In den sozialen oder doch eher unsozialen Medien bekommt Liane viel Zuspruch, sie wird als Star gefeiert, aber genauso auch als Schlampe beschimpft. All diese Kommentare erscheinen immer wieder bildfüllend auf der Leinwand. Doch selbst die Demütigungen saugt sie hungrig auf, denn in dieser Welt bedeutet auch ein Shitstorm Aufmerksamkeit. Selbst ihre engsten Freundinnen mokieren sich über sie, raten ihr, für ihr Geld im Supermarkt zu arbeiten: "Nicht lustig!", kontert Liane. "Ich werde die französische Kim Kardashian, pass mal auf!"
Schöne, schreckliche Welt scheinbarer Verheißungen
Agathe Riedinger hat Liane 2018 noch in anderer Besetzung bereits zur Heldin ihres Kurzfilms "Waiting for Jupiter" gemacht. Zu den vielen klugen Regieentscheidungen, die sie getroffen hat, gehört auch, dass die Welten der Reality TV-Shows nie direkt zu sehen sind, sondern immer nur als Spiegelung in den Gesichtern der jungen Frauen, in ihren Reaktionen auf diese schöne, schreckliche Welt scheinbarer Verheißungen, der wir alle ein kleines bisschen auf den Leim gehen. Immer wieder gibt es zarte Momente, so zart wie ein Vorhang der im Wind weht, Haare, die sich in der Sonne kringeln, Vögel die schwerelos duch die Luft gleiten und eine Musik, die die widersprüchlichen Stimmungen trägt.
Es war Agathe Riedinger essenziell wichtig, dass die Darstellerinnen dieses Milieu authentisch verkörpern.

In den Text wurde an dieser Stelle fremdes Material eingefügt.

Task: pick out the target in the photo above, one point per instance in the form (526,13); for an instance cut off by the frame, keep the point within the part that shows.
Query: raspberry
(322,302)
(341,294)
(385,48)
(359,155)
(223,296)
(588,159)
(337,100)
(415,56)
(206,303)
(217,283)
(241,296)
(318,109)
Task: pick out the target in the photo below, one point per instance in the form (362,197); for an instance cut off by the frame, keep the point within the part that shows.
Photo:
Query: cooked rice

Bei aller Künstlichkeit wirkt das immer wieder sehr roh und unmittelbar. Mal schaut Malou Khebizi, die Liane spielt, frech und herausfordernd in die Welt, mal schlägt sie vor Wut um sich, dann wieder wirkt sie herzzerreißend verloren. Sie ist eine Kunstfrau und zugleich ganz und gar wahrhaftig, eine Kriegerin und zugleich verletzlich. Man bangt um sie und spürt doch: die lässt sich nichts gefallen. Letztlich kann man gar nicht anders, als ihren ungeheuren Elan zu bewundern.